Bullrich, Dietrich, Triaca y Garavano también estuvieron en la reunión previa. Exclusivo: revelaciones de la Gestapo

Judiciales 06 de marzo de 2022 Por Red Online
Las pruebas de la persecución macrista.




espionaje

“Desde ahora, el que queda a cargo de coordinar esto es Gustavo (Arribas)”. La orden de Mauricio Macri sobre la persecución de Juan Pablo Pata Medina y la UOCRA de La Plata, fue pronunciada el 4 de mayo de 2017 a las 10 de la mañana. Hasta ahora se creía que en ese encuentro sólo estuvieron Arribas y Marcelo Villegas, el ministro de Trabajo de María Eugenia Vidal. Pero un participante de aquella reunión le reveló a Página/12 que estuvieron varios más: la ministra de Seguridad Patricia Bullrich, el ministro de Transporte Guillermo Dietrich, el de Trabajo Jorge Triaca y el de Justicia Germán Garavano.
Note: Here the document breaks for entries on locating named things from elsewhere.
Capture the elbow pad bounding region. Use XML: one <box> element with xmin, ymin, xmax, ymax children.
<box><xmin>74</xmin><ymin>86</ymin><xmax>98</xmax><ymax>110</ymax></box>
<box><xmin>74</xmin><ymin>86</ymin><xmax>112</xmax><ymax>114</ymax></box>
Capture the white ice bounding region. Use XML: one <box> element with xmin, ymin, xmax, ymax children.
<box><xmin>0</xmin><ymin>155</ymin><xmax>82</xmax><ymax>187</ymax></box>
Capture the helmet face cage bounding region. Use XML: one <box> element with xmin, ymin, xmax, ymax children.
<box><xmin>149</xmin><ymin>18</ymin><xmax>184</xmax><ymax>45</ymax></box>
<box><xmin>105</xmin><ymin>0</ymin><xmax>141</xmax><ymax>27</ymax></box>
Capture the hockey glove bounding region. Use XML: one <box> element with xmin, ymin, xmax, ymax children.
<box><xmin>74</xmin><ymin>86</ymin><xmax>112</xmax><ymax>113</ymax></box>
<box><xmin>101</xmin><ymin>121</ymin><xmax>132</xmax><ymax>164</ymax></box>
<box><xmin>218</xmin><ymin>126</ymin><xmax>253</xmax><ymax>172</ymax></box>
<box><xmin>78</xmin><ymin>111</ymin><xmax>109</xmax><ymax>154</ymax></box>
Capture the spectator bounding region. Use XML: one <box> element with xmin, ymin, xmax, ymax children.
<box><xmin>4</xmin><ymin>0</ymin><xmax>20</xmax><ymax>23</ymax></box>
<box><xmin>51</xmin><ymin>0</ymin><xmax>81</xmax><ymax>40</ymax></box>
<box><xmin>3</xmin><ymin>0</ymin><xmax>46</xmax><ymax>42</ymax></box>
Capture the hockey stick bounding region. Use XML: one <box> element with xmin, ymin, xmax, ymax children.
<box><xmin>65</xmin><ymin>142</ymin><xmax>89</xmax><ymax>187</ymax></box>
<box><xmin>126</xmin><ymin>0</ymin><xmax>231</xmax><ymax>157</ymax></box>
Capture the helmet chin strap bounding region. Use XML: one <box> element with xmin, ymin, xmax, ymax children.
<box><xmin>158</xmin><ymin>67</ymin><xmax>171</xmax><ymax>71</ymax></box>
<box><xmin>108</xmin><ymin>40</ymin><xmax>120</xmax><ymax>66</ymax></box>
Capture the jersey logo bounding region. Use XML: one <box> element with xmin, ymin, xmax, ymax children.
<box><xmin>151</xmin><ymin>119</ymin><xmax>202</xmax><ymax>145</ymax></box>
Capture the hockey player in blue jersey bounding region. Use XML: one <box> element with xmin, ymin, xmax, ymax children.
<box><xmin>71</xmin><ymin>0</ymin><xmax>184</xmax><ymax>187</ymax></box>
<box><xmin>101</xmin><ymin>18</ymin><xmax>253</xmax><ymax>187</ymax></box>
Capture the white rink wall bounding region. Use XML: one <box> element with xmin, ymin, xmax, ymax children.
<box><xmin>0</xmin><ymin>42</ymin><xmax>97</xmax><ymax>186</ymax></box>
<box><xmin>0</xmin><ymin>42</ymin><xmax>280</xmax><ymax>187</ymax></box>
Es decir que  cuarenta días antes de la reunión en la que se añoró una Gestapo -15 de junio de 2017- y casi dos meses antes del inicio de la causa judicial con un anónimo -31 de julio de 2017- Macri puso ilegalmente en manos de la Agencia Federal de Inteligencia (AFI) una ofensiva también ilegal contra el sindicalismo opositor. Esto explica por qué la convocatoria al encuentro en la sede del Banco Provincia fue hecha por los altos cargos de la AFI y por qué la AFI filmó el encuentro. La misma fuente asegura que el video se lo exhibió Arribas a Macri en la Quinta de Olivos el viernes 16 o el viernes 23 de junio de 2017. Todo será volcado en este mismo mes en la causa judicial.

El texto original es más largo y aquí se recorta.